The film is scored to an overbearing violin screech, which makes you think it’s going to be a campy throwback to classic horror romps, but then you have dream sequences where Grace has sex with a winged Satan. There is also a narrative side diversion that ends in a head being obliterated by a horse cart. Any thematically interesting material descends into a hot mess of poorly conceived ideas and botched intentions.
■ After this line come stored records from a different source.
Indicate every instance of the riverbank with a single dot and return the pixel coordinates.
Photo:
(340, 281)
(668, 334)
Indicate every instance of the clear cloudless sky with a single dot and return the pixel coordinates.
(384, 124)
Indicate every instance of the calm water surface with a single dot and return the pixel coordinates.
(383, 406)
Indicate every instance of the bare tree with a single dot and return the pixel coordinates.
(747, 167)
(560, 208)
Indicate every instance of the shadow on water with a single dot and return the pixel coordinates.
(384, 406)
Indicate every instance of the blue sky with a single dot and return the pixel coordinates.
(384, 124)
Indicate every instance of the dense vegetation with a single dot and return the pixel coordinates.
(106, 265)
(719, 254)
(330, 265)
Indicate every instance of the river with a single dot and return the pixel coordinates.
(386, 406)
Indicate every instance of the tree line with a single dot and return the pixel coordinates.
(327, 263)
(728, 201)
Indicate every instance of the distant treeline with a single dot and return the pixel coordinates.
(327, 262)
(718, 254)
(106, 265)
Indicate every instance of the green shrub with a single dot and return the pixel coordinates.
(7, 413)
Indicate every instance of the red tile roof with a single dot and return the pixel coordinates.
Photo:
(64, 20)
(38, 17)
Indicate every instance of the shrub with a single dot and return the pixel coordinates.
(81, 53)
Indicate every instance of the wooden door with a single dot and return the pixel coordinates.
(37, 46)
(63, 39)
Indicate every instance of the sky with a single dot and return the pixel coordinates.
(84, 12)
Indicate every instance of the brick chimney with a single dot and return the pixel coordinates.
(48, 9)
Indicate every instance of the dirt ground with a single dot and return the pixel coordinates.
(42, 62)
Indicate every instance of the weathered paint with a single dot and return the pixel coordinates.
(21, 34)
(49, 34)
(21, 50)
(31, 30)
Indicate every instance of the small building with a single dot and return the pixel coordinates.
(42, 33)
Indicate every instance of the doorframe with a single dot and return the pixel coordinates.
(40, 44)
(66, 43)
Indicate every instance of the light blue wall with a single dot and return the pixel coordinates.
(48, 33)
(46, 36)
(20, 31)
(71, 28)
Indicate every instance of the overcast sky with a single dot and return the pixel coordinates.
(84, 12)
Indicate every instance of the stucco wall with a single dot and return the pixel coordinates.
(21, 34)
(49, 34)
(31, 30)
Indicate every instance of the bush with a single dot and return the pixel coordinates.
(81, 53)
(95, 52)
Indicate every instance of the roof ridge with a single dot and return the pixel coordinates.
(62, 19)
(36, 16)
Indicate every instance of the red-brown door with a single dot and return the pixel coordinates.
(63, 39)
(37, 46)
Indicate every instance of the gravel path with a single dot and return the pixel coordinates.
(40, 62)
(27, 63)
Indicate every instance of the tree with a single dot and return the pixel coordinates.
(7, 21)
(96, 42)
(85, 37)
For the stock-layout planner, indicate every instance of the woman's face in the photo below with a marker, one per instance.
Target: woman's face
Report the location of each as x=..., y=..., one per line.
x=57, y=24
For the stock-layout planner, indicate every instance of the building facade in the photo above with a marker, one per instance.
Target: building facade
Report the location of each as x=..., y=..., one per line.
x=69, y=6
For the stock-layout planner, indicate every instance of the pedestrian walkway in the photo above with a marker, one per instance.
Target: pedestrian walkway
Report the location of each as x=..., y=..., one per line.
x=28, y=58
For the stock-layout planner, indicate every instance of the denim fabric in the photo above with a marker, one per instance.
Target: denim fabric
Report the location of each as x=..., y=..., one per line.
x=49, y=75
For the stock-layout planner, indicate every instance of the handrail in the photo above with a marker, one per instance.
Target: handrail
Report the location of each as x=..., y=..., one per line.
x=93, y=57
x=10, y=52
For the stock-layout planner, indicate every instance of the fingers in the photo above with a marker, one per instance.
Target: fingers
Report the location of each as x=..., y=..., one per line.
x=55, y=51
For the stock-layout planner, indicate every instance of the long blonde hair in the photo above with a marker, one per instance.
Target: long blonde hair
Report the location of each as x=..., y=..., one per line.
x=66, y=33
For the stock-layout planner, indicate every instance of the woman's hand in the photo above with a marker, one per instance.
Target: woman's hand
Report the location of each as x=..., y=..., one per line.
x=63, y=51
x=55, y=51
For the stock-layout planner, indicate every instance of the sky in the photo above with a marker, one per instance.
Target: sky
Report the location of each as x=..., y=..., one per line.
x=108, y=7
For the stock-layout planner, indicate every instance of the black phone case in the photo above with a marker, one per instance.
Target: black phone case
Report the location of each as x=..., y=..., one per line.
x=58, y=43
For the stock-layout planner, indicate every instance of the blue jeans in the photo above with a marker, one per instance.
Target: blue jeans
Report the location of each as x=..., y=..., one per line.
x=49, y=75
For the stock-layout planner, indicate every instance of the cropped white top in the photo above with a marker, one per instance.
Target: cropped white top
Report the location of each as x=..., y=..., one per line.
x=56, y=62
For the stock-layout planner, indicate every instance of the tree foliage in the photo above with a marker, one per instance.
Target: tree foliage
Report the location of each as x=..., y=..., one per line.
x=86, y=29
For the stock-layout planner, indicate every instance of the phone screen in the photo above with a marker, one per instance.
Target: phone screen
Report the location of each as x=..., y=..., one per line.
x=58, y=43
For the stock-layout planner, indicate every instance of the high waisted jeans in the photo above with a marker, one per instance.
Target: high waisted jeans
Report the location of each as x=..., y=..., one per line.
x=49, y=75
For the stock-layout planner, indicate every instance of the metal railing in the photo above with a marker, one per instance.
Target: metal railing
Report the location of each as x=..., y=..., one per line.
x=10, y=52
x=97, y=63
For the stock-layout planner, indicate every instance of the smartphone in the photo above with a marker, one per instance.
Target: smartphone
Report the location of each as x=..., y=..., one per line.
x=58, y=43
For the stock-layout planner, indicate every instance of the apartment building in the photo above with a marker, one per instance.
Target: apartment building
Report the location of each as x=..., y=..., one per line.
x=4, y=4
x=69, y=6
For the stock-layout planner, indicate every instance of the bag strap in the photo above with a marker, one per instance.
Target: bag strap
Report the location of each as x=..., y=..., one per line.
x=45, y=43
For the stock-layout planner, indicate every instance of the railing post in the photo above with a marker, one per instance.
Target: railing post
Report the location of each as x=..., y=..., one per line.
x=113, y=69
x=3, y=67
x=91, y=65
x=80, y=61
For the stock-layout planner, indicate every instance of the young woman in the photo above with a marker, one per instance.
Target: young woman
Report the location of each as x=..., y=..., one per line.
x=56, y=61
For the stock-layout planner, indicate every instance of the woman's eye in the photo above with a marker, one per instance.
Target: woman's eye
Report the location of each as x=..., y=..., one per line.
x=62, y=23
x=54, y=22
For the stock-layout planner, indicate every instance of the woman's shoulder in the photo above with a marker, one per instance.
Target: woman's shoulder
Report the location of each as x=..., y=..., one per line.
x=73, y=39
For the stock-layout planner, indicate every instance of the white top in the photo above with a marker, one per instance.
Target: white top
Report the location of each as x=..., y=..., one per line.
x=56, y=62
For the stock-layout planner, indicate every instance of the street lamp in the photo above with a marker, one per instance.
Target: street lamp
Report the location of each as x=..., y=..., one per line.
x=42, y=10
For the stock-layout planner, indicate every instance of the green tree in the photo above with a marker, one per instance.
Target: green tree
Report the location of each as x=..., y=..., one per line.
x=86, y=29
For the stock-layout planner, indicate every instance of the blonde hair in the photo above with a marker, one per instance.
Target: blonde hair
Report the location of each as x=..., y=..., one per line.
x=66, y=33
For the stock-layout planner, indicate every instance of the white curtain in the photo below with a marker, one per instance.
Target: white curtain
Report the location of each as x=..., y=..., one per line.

The wickedest thing is the script, a hodgepodge of modern-day dialogue and full-blown religious damnation, the clearest distinction that The Reckoning has no idea what sort of film it wants to be. It doesn’t come together, and it doesn’t feel like the pieces of the film have been properly considered. To highlight how silly it appears on the screen, the moment the townsfolk turn on Grace amounts to nothing more than each extra whispering “Witch!” to themselves, echoed by the next person and so on, until everybody in the inn has shouted “Witch!”, wide-eyed and furious at a person they’ve never met. You can see what Marshall was going for, there’s a unique appeal considering everything we’ve been through this year, but it’s laughable to watch. Yes, this wild-fire mob suspicion is all part of the act of this period piece, but for all its frantic paranoia and witch hunts, The Reckoning has no intention of exploring its topical themes other than showing us that they are there, like turning up to a Halloween party with your sweet bucket but no costume.
There are several opportunities to explore interesting paths too, most notably with Moorcroft’s scarred assistant, Ursula (Suzanne Magowan), who he saved from a fire, but she’s reduced to an oddball character with a savage heart and tendency to stab people in the neck, only there as another extension of dumb violence in the name of being provocative. This might give the impression of The Reckoning as a whacky slice of 17th-century torture porn that you can enjoy and not take seriously, but the film is genuinely uninteresting. As for the bloody violence, Marshall never really commits to this either, often cutting to black – probably a blessing in disguise for a film that’s already a struggle to recommend to anyone.
The Reckoning is tonally confused, ill-conceived, and fails in fulfilling the basic needs of a horror film, neither provocative enough to work as campy grindhouse or serious enough in its history tale to play as a grounded exploration of the horrors of the 1600s. It’s an impossible film to take seriously. As the old saying goes, the night is dark and full of terrors and Sean Pertwee’s fearsome mustache.